Toute évacuation des eaux usées dans le milieu naturel (fossé, cours d’eau, …) ou les réseaux pluviaux est interdite.
Le raccordement au réseau de collecte des eaux usées est obligatoire pour les immeubles nécessitant un rejet d’eaux usées. Les eaux usées doivent être évacuées par des canalisations souterraines jusqu'au réseau public, en respectant les caractéristiques du réseau de type séparatif.
Dans tous les cas, le système d'assainissement doit être réalisé en conformité avec le règlement d'assainissement collectif et le cahier des charges fixant les prescriptions techniques des travaux d'assainissement d'eaux usées réalisés sur le territoire de la Communauté d’Agglomération de Béthune Bruay, Artois Lys Romane.
Dispositions applicables aux zones N
En l’absence de réseau collectif d’assainissement raccordé à une unité de traitement, l’assainissement non collectif est obligatoire. Dans ce cas, toutes les eaux usées doivent être dirigées vers des dispositifs de traitement adaptés à la nature géologique et à la topographie du terrain concerné et conformes à la réglementation en vigueur. Les prescriptions techniques sont mentionnées dans le règlement d’assainissement non collectif.
Les évacuations des immeubles doivent être conçues de manière à être raccordées ultérieurement au réseau d’assainissement collectif dès sa réalisation.
Réseau d’assainissement eaux pluviales
Prescriptions particulières de gestion des eaux pluviales
Le code civil définit les règles applicables aux eaux pluviales : chaque propriétaire est responsable des eaux pluviales qui tombent sur son terrain. Il est interdit à tout propriétaire de faire s’écouler directement sur les terrains voisins les eaux de pluie tombées sur le toit de ses constructions
En aucun cas, les eaux pluviales ne seront envoyées vers : • le réseau d’eau pluviale sans autorisation du service assainissement, • le réseau d’eaux usées unitaire sans autorisation du service assainissement, • le réseau d’eaux usées séparatif, • un dispositif d’assainissement non collectif.

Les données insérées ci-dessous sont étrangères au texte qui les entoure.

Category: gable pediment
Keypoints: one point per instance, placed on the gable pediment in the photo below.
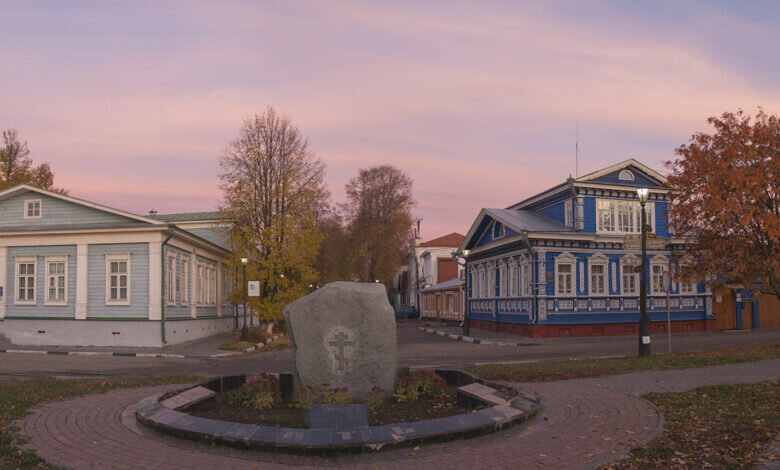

Le service assainissement apporte ses prescriptions techniques après étude du dossier technique adressé par le demandeur.
Le dossier technique devra être composé au minimum d’un plan de masse des ouvrages (vue de dessus), d’un profil hydraulique (vue de côté), de la note de dimensionnement, du rapport d’étude de sol, de la notice technique (comprenant notamment les prescriptions d’entretien et de maintenance) des dispositifs, de la coupe des ouvrages,….
La hiérarchisation des modes de gestion des eaux pluviales pour tout projet est la suivante : 1. Infiltration dans le sol sous réserve d’une vérification préalable de la faisabilité technique. Si l’infiltration est insuffisante, le rejet de l’excédent non infiltrable sera dirigé de préférence vers le milieu naturel. 2. Stockage puis rejet vers le milieu hydraulique superficiel 3. En dernier lieu, stockage puis rejet vers un réseau d’assainissement eau pluvial ou unitaire sous réserve de la démonstration qu’aucune autre méthode est possible, et de la vérification de la compatibilité entre les effluents et le fonctionnement du système d’assainissement global.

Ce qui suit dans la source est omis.